By walterbays on Aug 23, 2006
Performance engineers are sometimes accused of being obsessed with performance, to the exclusion of common sense. We tweak and tune systems for the maximum possible throughput, and frankly some ordinary users are left behind - people who don't really care how fast it is so long as it's fast enough - people who have their own jobs to do, and for whom the computer is just another tool.
Verlag Heinz Heise publishing (iX Magazin, Germany) has long offered constructive criticism to SPEC like this article on the release of the CPU2000 benchmark suite. Not ones to just heckle the teams from the sideline, iX runs their own benchmark tests publishing them in their own magazine and web site and also at SPEC. This lets them show performance that they consider real world, tuned according to good application development practice but short of what they consider heroic benchmark tuning. For example in 2001 they published this result of 88.3 SPECint_rate_base2000 on our 24 chip 750 MHz Sun Fire 6800. We tuned the same system to achieve 96.1 SPECint_rate_base2000 and 101 SPECint_rate2000 (peak).
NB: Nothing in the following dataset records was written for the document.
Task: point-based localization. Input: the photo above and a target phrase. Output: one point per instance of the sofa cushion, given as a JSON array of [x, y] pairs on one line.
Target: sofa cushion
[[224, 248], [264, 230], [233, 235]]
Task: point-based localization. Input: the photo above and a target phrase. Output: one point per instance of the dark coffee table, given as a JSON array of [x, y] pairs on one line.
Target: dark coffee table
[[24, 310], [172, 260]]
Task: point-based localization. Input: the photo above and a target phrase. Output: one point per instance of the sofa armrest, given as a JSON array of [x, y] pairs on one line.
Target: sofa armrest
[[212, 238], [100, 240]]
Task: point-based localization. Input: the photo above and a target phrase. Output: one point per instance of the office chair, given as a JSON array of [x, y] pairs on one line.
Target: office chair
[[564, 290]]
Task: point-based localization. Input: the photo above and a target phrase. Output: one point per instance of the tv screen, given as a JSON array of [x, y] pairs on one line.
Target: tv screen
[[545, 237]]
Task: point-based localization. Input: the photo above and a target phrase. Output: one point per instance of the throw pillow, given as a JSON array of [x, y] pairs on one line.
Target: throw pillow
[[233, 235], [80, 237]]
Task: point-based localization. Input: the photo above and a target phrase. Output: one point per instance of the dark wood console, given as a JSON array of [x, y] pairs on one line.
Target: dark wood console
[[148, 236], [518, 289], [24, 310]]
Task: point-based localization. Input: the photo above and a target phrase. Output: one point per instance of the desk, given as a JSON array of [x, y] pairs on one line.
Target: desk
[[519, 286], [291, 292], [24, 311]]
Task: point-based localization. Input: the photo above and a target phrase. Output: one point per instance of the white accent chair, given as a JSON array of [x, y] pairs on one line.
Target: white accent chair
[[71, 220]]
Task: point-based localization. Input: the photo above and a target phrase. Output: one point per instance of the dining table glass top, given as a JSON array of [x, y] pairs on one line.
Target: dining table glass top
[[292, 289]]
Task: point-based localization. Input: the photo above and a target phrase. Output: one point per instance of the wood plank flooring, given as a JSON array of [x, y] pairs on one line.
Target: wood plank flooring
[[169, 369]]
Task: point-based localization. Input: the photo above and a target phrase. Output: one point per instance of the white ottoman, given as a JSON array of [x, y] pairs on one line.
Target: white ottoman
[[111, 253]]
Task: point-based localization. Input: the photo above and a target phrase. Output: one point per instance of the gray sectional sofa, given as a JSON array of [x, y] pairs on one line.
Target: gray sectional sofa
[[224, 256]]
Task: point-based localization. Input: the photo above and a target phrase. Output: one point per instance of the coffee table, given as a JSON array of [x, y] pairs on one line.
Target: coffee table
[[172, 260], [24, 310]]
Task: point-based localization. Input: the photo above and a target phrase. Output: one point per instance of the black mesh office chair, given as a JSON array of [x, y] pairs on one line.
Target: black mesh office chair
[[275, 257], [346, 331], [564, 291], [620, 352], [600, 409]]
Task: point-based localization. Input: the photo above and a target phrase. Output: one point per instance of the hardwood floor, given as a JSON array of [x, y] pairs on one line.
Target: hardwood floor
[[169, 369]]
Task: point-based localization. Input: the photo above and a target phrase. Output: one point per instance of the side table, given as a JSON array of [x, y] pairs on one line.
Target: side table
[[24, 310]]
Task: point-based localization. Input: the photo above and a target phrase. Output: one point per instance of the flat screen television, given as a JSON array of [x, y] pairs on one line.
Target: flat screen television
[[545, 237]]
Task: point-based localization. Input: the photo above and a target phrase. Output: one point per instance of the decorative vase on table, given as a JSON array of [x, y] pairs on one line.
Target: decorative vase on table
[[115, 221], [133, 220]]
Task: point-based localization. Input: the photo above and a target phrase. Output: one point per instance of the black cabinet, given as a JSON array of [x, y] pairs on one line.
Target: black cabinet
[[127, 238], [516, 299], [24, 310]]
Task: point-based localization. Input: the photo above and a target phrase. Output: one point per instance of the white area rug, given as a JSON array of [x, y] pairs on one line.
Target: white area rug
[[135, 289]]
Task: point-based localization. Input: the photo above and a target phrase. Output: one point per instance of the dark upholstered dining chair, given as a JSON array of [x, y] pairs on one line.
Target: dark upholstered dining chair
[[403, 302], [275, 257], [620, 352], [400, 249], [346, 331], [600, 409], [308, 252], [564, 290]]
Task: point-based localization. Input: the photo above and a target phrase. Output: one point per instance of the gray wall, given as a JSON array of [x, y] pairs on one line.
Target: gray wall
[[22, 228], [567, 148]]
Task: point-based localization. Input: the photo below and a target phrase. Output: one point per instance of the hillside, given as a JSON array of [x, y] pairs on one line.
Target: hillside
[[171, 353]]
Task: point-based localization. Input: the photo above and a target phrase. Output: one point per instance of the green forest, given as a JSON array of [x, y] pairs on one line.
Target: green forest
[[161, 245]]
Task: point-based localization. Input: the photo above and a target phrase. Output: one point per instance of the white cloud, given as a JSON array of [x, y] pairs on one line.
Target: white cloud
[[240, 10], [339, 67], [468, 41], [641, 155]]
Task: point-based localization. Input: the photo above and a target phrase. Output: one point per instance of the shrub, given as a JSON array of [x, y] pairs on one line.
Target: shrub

So we could show the user how to get 14% more performance from the system. However today you can get 78.8 SPECint_rate_base2000 and 89.8 SPECint_rate2000from a 4 chip 3 GHz Sun Fire V40z. So who's to blame the user if instead of investing much effort in performance tuning he would rather just ride Moore's Law for a while?
It's relatively easy for an independent party like Verlag Heinz Heise to say what they mean by real world optimization, compared to the difficulty of the members of SPEC agreeing on what we mean by peak versus baseline optimization. As we described the baseline metric, it "...uses performance compiler flags that a compiler vendor would suggest for a given program knowing only its own language." (See CPU2000 FAQ.) But of course degree of optimization is a continuum, and there will be application developers who do not optimize even as much as SPEC base and there will be those who optimize more than SPEC peak.
One benefit of SPEC's full disclosure reports is that they can serve as examples of good tuning practice to supplement system documentation. SPEC benchmarks may not use tuning that is not documented, supported, and recommended for general use. So a visit to the flags disclosure pages may provide a wealth of good tuning ideas for your own applications.
Tuning for system level benchmarks may be even more complex than compiler options for the CPU benchmarks. For example, in this SPECjAppServer2004 result there are tuning notes for the emulator software, the database software, the driver software, and the operating systems, as well as for the J2EE application server:
-XX:+UseParallelGC -XX:ParallelGCThreads=32 -XX:PermSize=128m
-XX:MaxTenuringThreshold=3 -XX:LargePageSizeInBytes=4m -XX:SurvivorRatio=20
-verbose:gc -XX:+PrintGCDetails -XX:+PrintGCTimeStamps -XX:-TraceClassUnloading
Java process started in FX class using /usr/bin/priocntl -e -c FX
Again the SPEC full disclosure reports may guide the reader in discovering and using various system tuning parameters. Of course with system tuning you'll probably also want to take a course and/or get a good book like Solaris Internals.
For the user without time or inclination to learn system performance tuning, who wants his system to be just fast enough while he waits for Moore's Law to bring next year's more powerful server, I'm afraid the computer industry just hasn't done enough. Directions are positive though. Suppose you discover, for instance, that it's good for your C application to align branch targets based on execution frequency. A Java application may have such an optimization applied automatically by a Java Virtual Machine with dynamic optimization such as HotSpot. Operating systems may with your permission automatically apply system updates including performance updates, such as Microsoft Update (Sorry, the corresponding URL on microsoft.com only works with Explorer.) and Sun Update Connection.
Computer, tune thyself.